El protagonista de esta peli debe tener más o menos, mi edad. Pero hay muchas millas de distancia entre sus tristezas adolescentes y las mías, y entre las grises ciudades inglesas del thatcherismo y las luminosas ciudades españolas del primer felipismo.
Es un muchacho, feo y paliducho, es decir, inglés, que ha perdido a su papá en la guerra de las Falkland, aquella imbecilidad que se les ocurrió a los milicos y que tan bien le vino a Maggie para acabar de clavar las recetas de Chicago en la economía británica. Al chaval le pegan bastantes collejas. Hasta que encuentra unos amiguetes que se portan muy bien con él. Le regalan una camisa elegante y le cortan el pelo a la moda. La verdad es que se les ve majos, el único problemilla es que de vez en cuando buscan paquistanís para apalearlos.

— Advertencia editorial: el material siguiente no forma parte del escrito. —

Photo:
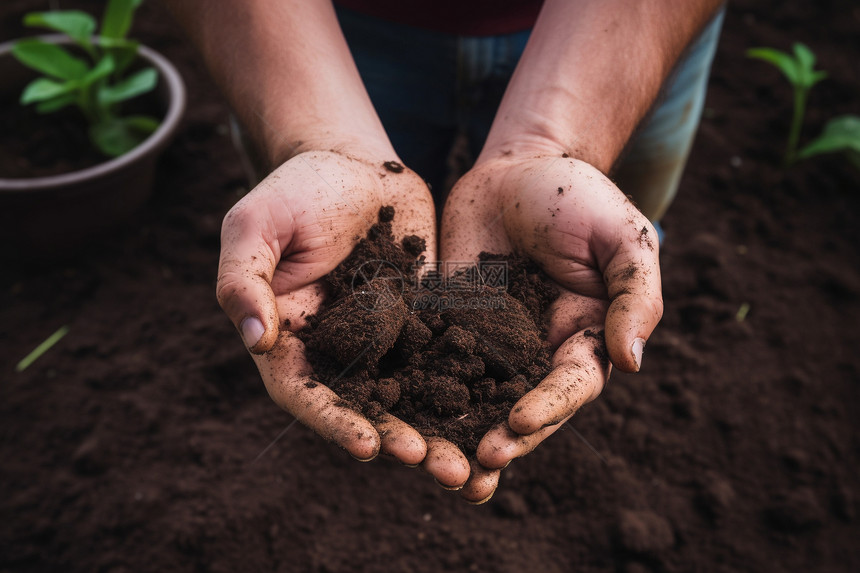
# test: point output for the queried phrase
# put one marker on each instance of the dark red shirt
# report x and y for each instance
(462, 17)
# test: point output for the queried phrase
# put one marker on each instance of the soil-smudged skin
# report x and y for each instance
(450, 372)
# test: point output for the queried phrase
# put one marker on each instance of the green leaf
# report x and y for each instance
(41, 349)
(76, 24)
(117, 18)
(49, 59)
(840, 134)
(102, 69)
(57, 102)
(118, 136)
(124, 52)
(132, 86)
(42, 89)
(784, 62)
(807, 76)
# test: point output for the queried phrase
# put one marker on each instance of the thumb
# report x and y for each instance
(245, 272)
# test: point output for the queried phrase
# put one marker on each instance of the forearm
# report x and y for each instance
(590, 73)
(287, 72)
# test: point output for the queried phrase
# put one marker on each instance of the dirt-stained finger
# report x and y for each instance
(446, 463)
(633, 283)
(286, 375)
(401, 440)
(580, 370)
(482, 484)
(501, 444)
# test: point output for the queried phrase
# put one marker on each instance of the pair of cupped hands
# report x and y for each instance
(303, 219)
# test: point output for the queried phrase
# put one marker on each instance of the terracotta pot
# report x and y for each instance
(51, 217)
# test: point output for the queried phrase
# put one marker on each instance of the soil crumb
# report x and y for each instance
(448, 353)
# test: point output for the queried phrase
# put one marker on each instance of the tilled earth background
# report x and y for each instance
(135, 444)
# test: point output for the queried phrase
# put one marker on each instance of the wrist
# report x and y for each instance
(371, 149)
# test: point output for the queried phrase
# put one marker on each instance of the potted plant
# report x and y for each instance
(113, 103)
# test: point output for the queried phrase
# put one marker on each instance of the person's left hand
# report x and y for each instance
(601, 253)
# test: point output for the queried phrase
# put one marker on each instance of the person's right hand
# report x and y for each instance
(277, 243)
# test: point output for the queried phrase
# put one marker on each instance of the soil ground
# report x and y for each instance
(141, 442)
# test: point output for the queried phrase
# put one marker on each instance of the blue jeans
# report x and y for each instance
(429, 87)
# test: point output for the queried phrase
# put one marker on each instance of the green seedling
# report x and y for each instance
(41, 349)
(97, 82)
(841, 134)
(800, 71)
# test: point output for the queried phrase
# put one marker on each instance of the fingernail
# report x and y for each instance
(637, 348)
(448, 487)
(252, 331)
(480, 502)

La peli no aspira a grandes revelaciones sociopolíticas. Se conforma con seguir las emociones del chico y con indagar un poco en los lazos estéticos y políticos entre las distintas tribus que poblaban los barrios obreros de Inglaterra en los 80. Así que me supo a poco. En cualquier caso, en los rebuznos de los rapados que van asomando por la pantalla, podemos identificar uno de los lemas más usados en las ideologías occidentales, especialmente en los fascismos y en los nacionalismos reciclados: “la culpa de lo malo siempre es de otro. Normalmente, del extranjero o del diferente”. En el sur del sur de Europa andamos ahora muy ocupados buscando culpables de la catástrofe. Tiemblo al pensar que las millones de personas a las que van enviando a la pobreza pueden empezar a rezar ese lema, como otras veces en la historia.